Authenticate users with WS-Federation in ASP.NET Core

Article
06/18/2024

This tutorial demonstrates how to enable users to sign in with a WS-Federation authentication provider like Active Directory Federation Services (ADFS) or Microsoft Entra ID. It uses the ASP.NET Core sample app described in Facebook, Google, and external provider authentication.

For ASP.NET Core apps, WS-Federation support is provided by Microsoft.AspNetCore.Authentication.WsFederation. This component is ported from Microsoft.Owin.Security.WsFederation and shares many of that component's mechanics. However, the components differ in a couple of important ways.

By default, the new middleware:

Doesn't allow unsolicited logins. This feature of the WS-Federation protocol is vulnerable to XSRF attacks. However, it can be enabled with the AllowUnsolicitedLogins option.
Doesn't check every form post for sign-in messages. Only requests to the CallbackPath are checked for sign-ins. CallbackPath defaults to /signin-wsfed but can be changed via the inherited RemoteAuthenticationOptions.CallbackPath property of the WsFederationOptions class. This path can be shared with other authentication providers by enabling the SkipUnrecognizedRequests option.

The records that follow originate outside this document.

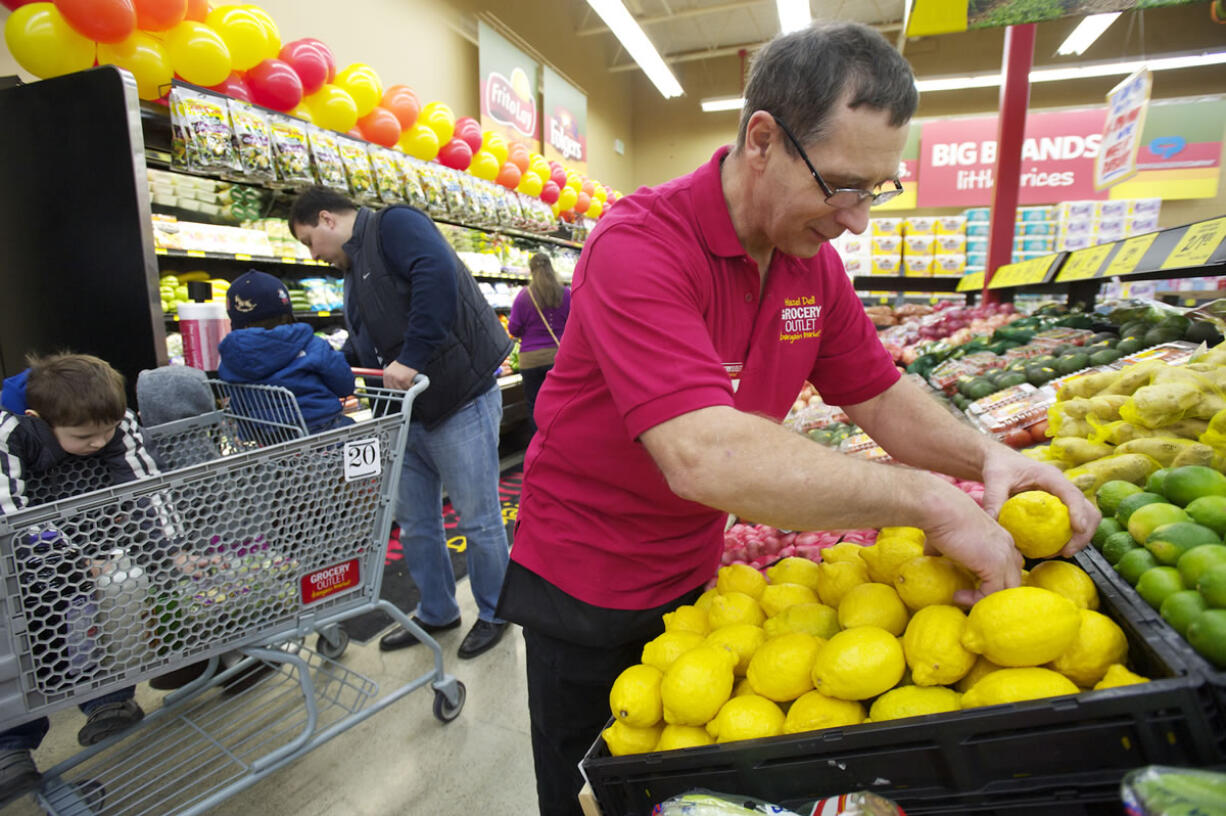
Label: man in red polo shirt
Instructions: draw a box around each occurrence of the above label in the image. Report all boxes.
[498,19,1098,816]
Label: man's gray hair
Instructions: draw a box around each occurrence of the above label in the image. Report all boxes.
[737,22,920,154]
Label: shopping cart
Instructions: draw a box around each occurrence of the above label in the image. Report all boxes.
[0,377,465,815]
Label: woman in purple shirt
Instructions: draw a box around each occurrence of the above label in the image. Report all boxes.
[506,252,570,433]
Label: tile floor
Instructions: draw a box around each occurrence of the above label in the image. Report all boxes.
[5,581,537,816]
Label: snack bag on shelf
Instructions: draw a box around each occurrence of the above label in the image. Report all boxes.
[307,125,349,195]
[268,114,315,187]
[227,99,276,181]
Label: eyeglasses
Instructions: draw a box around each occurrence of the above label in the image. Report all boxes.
[775,116,902,210]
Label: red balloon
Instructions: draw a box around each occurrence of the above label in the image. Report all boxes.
[134,0,188,31]
[439,138,472,170]
[55,0,136,43]
[246,60,303,113]
[298,37,336,82]
[280,39,329,97]
[358,108,402,148]
[379,85,422,130]
[204,71,251,102]
[494,162,524,190]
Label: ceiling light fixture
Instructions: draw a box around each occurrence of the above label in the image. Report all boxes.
[775,0,813,34]
[1056,11,1121,56]
[587,0,684,99]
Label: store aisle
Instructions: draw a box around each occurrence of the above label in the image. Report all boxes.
[13,581,537,816]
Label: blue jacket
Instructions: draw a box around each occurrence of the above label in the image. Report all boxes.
[217,323,353,434]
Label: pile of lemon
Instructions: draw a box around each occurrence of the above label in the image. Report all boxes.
[603,512,1145,756]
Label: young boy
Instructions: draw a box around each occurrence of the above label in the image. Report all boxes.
[0,354,157,807]
[217,270,353,434]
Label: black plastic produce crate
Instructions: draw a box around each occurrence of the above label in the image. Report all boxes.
[581,553,1226,816]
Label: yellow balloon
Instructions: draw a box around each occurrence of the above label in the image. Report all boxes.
[305,85,358,134]
[205,6,268,71]
[335,62,380,119]
[400,123,439,162]
[481,130,510,167]
[98,31,172,99]
[162,20,232,87]
[468,149,503,181]
[4,2,97,80]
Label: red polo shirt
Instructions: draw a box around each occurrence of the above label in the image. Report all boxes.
[511,147,899,609]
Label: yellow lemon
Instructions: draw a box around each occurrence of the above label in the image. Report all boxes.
[656,725,715,751]
[894,555,975,611]
[868,686,962,723]
[601,719,664,756]
[715,564,766,600]
[962,587,1081,668]
[609,664,664,728]
[821,542,864,564]
[766,556,820,592]
[839,583,907,635]
[783,691,864,734]
[639,632,704,671]
[954,654,1000,693]
[763,604,839,640]
[1094,663,1149,691]
[861,527,923,586]
[758,583,818,618]
[664,605,711,635]
[745,632,823,702]
[902,604,975,686]
[813,626,906,700]
[706,624,766,678]
[706,695,783,742]
[660,644,737,725]
[997,490,1073,559]
[1022,561,1098,609]
[962,668,1080,708]
[818,559,868,609]
[1051,609,1128,689]
[706,592,766,630]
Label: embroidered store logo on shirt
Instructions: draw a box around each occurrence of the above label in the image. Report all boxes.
[779,295,821,343]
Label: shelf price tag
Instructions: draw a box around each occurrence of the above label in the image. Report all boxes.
[1162,218,1226,270]
[1056,244,1114,283]
[1102,233,1157,278]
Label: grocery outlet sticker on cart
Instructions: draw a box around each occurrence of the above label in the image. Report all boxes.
[302,559,362,604]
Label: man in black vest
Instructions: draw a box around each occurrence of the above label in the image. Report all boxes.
[289,187,514,658]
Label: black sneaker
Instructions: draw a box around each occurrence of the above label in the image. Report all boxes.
[77,700,145,746]
[0,749,43,807]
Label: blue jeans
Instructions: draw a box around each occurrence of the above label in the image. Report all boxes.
[0,686,136,751]
[396,385,510,625]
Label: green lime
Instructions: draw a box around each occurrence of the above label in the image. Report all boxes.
[1137,566,1187,609]
[1133,521,1222,566]
[1188,609,1226,669]
[1157,588,1209,637]
[1197,564,1226,609]
[1116,548,1157,587]
[1184,496,1226,535]
[1145,468,1171,496]
[1128,501,1191,543]
[1108,483,1166,527]
[1162,464,1226,507]
[1094,479,1141,516]
[1102,529,1140,566]
[1090,517,1124,550]
[1176,544,1226,587]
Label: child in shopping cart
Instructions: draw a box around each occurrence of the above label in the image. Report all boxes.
[218,270,353,434]
[0,354,157,807]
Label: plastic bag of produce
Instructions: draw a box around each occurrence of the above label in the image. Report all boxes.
[1119,765,1226,816]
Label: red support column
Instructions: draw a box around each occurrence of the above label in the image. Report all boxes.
[983,23,1035,303]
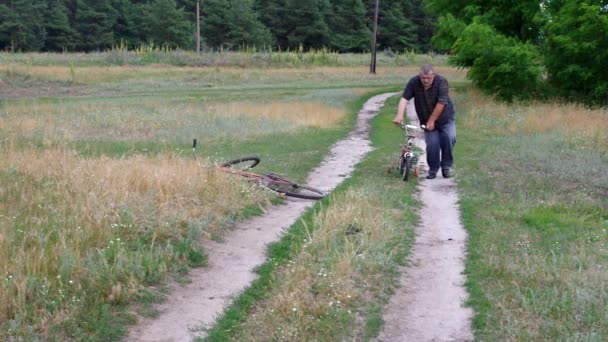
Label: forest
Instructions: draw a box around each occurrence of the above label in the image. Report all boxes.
[0,0,435,52]
[0,0,608,105]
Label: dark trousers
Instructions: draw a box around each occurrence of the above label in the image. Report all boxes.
[424,120,456,174]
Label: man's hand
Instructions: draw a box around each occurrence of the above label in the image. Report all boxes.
[393,114,403,125]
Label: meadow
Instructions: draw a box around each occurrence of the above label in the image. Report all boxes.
[0,50,608,341]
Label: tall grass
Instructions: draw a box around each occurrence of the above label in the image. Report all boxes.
[0,148,269,339]
[208,97,417,341]
[0,46,447,68]
[456,87,608,341]
[233,191,406,341]
[0,99,346,146]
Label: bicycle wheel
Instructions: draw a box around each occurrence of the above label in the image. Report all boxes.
[221,157,260,170]
[264,173,327,200]
[401,156,412,181]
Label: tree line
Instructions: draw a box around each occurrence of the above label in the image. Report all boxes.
[0,0,435,52]
[426,0,608,104]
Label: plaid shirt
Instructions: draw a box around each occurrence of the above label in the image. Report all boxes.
[402,75,455,126]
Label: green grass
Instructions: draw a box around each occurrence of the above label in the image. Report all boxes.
[202,93,418,341]
[456,89,608,341]
[0,55,456,341]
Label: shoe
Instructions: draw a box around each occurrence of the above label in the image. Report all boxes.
[441,169,452,178]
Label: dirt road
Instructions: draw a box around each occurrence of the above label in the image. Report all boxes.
[378,102,473,342]
[126,94,394,342]
[126,94,473,342]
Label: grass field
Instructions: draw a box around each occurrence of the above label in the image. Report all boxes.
[0,51,608,341]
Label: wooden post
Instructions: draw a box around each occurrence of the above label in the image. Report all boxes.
[196,0,201,54]
[369,0,380,74]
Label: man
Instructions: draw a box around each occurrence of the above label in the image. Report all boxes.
[393,64,456,179]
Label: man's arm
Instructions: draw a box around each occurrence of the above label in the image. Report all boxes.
[393,97,408,125]
[426,102,445,131]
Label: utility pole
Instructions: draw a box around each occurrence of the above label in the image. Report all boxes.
[196,0,201,54]
[369,0,380,74]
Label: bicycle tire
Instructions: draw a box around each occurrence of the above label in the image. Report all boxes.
[401,156,412,182]
[221,156,260,170]
[265,173,327,200]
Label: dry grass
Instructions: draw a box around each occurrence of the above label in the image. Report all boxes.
[0,101,346,142]
[238,191,399,341]
[208,101,346,128]
[0,148,269,332]
[461,92,608,149]
[2,63,466,85]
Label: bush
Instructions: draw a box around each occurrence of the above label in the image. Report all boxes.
[450,22,543,101]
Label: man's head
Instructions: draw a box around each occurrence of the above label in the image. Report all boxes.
[418,64,435,88]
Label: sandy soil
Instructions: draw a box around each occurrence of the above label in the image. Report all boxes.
[378,103,473,342]
[126,94,394,342]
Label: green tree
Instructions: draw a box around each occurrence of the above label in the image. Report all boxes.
[254,0,331,49]
[323,0,371,52]
[44,0,76,51]
[143,0,194,48]
[201,0,272,49]
[112,0,145,48]
[377,0,418,50]
[544,0,608,104]
[426,0,541,48]
[73,0,117,51]
[451,21,543,101]
[0,0,46,51]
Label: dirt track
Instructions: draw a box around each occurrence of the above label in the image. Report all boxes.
[126,94,472,342]
[378,103,473,342]
[127,94,393,342]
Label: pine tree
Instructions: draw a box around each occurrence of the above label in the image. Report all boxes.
[74,0,117,51]
[323,0,371,52]
[44,0,76,52]
[143,0,194,48]
[0,0,46,51]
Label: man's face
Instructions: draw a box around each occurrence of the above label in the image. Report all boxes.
[418,71,435,88]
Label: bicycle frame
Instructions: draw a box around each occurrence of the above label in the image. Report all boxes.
[397,124,424,181]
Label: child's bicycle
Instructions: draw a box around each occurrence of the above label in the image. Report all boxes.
[397,124,425,181]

Register the app with Active Directory

Active Directory Federation Services

Open the server's Add Relying Party Trust Wizard from the ADFS Management console:

Add Relying Party Trust Wizard: Welcome

Choose to enter data manually:

Add Relying Party Trust Wizard: Select Data Source

Enter a display name for the relying party. The name isn't important to the ASP.NET Core app.
Microsoft.AspNetCore.Authentication.WsFederation lacks support for token encryption, so don't configure a token encryption certificate:

Add Relying Party Trust Wizard: Configure Certificate

Enable support for WS-Federation Passive protocol, using the app's URL. Verify the port is correct for the app:

Add Relying Party Trust Wizard: Configure URL

Note

This must be an HTTPS URL. IIS Express can provide a self-signed certificate when hosting the app during development. Kestrel requires manual certificate configuration. See the Kestrel documentation for more details.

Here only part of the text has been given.